Wie läuft es ab, wenn sie Frieda abgeben müssen, zum Beispiel im Kindergarten?
Hanna Maas-Zeimmes: Im Kindergarten läuft es ganz toll. Die Erzieherinnen in Friedas Gruppe haben eine Schulung mitgemacht. Ich habe ihnen danach selbst noch die Bedienung der Pumpe erklärt und alle nötigen Schritte fotografiert. Mittlerweile machen sie in der Kita alles selbst. Sie messen Friedas Blutzuckerwert zum Frühstück und zum Mittagessen und dosieren das Insulin, und sie messen auch zwischendurch mal, falls ihnen der Wert des Sensors irgendwie merkwürdig vorkommt.
Das Loslassen und Abgeben fällt Eltern von Kindern mit Diabetes mitunter schwer. Glauben Sie, dass Ihre eigene Erfahrung mit der Erkrankung in diesem Zusammenhang hilfreich ist? Oder macht sie es eher noch schwieriger?
Hanna Maas-Zeimmes: Auch ich überlasse Frieda nicht so gerne anderen Leuten. Man muss ja immer überlegen, wem man das zutrauen und zumuten kann. Frieda merkt, wie gesagt, noch nicht selbst, wenn sie Unterzucker hat, und sie kann sehr überzeugend sein, wenn sie sagt, dass sie jetzt etwas essen muss, auch wenn es vielleicht nicht stimmt. Ein Vorteil ist sicherlich, dass sich meine Mutter schon mit Diabetes auskannte. Sie wusste durch ihre Erfahrungen mit mir schon, wie man KEs und Faktoren berechnet. Da mein Mann und ich arbeiten gehen, brauchen wir natürlich manchmal die Oma. Viele Eltern, die ein Kind mit Diabetes haben, sind mit solchen Situationen erstmal allein. In der Schule oder im Kindergarten gibt es vielleicht jemanden, der geschult ist und der sich kümmert, aber privat muss bei allen Anlässen jemand mitgehen und dabei bleiben, zum Beispiel bei Kindergeburtstagen. Ich kann mir vorstellen, dass das für andere Familien noch schwieriger ist.
Wenn Mama und Tochter Diabetes haben, kann das womöglich auch zusammenschweißen.
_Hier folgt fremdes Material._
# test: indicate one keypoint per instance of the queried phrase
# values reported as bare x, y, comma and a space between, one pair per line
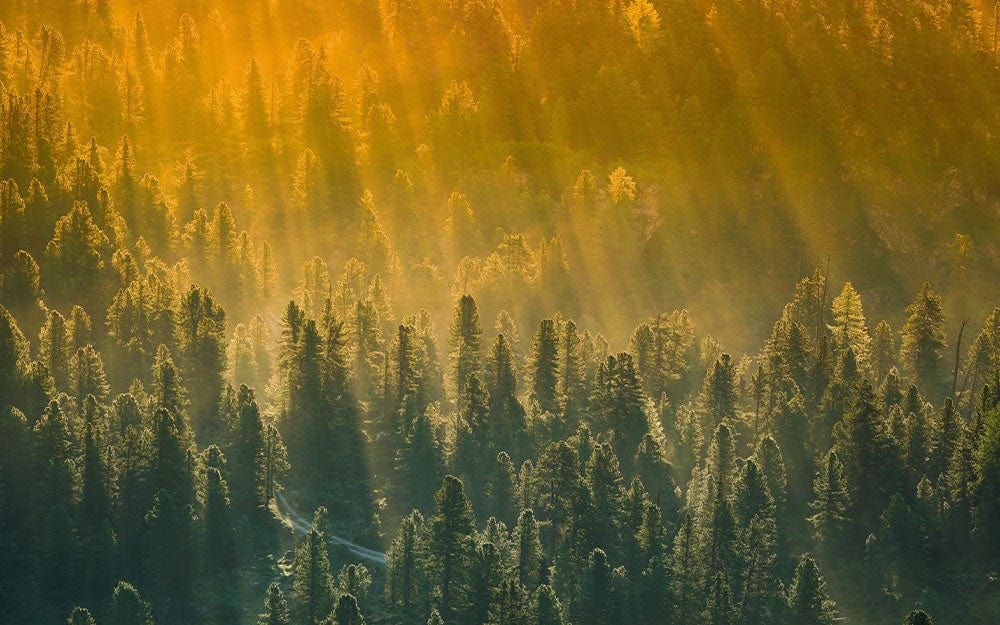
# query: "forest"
499, 312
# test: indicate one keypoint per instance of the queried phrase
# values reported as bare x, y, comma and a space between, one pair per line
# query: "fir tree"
275, 607
808, 602
313, 582
452, 528
128, 607
924, 341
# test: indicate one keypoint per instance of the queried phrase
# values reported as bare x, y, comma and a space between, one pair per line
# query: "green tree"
452, 530
924, 341
808, 602
545, 366
529, 554
313, 582
917, 617
546, 609
275, 607
80, 616
220, 546
347, 612
466, 346
128, 607
201, 331
832, 502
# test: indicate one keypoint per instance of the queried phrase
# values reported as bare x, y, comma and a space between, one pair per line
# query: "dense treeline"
608, 487
620, 138
370, 260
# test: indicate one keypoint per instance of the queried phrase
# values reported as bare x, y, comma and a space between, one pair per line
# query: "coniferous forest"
499, 312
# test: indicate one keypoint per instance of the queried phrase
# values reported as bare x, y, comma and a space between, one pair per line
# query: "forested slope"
582, 313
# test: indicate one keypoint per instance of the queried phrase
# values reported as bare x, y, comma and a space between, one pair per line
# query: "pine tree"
924, 341
466, 345
863, 446
503, 489
54, 349
596, 602
917, 617
248, 456
946, 434
169, 549
618, 404
347, 612
452, 531
128, 607
87, 375
53, 447
572, 376
313, 582
604, 479
529, 555
404, 562
80, 616
850, 327
546, 609
544, 366
688, 572
418, 465
275, 607
883, 350
718, 394
355, 580
832, 502
986, 489
220, 547
808, 602
202, 327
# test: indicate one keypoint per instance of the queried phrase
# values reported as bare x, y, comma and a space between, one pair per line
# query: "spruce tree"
466, 344
924, 341
529, 555
347, 612
452, 531
545, 367
128, 607
313, 582
546, 609
808, 602
832, 502
220, 546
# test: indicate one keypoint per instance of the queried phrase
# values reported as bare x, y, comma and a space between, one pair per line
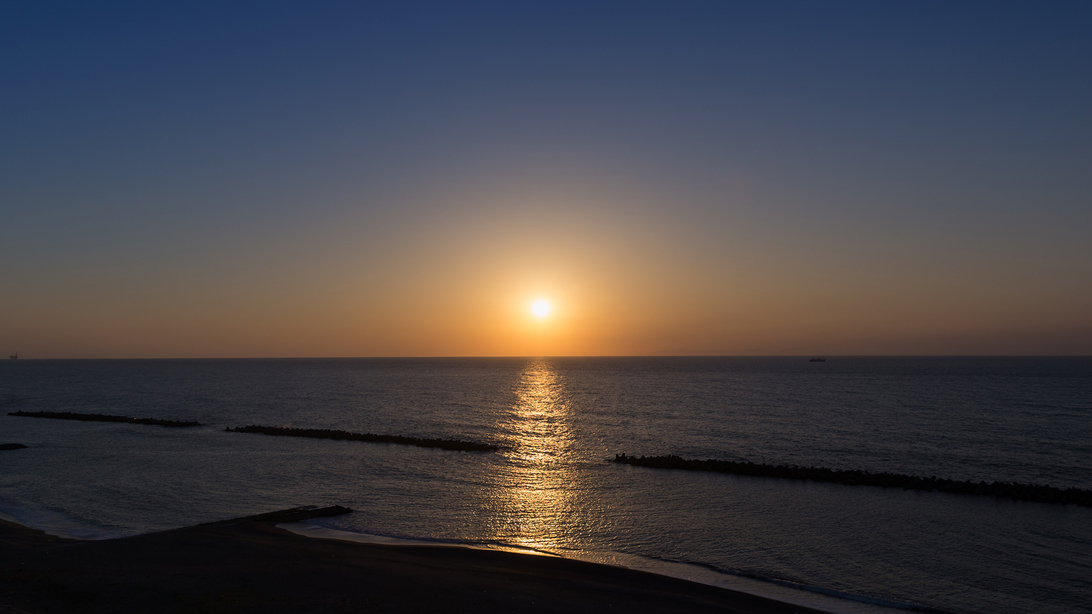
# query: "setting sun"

Spüren Sie durch die Erkrankung eine noch stärkere Verbindung?
Hanna Maas-Zeimmes: Ja, das schon. Wir können gegenseitig nachempfinden, wie sich der andere gerade fühlt, wie miserabel es manchmal ist, aber auch, wie wir Sachen zusammen schaffen. Ich sehe, wie Frieda mit ihrer Erkrankung umgeht und wie sie an ihren Aufgaben wächst. Wir haben durch den Diabetes noch mehr gemeinsam, als Mutter und Tochter ohnehin schon gemeinsam haben. Das schweißt auf jeden Fall zusammen und ist etwas Positives an der Situation. Ändern können wir es ja eh nicht.
DJ: Wir bedanken uns für das Gespräch!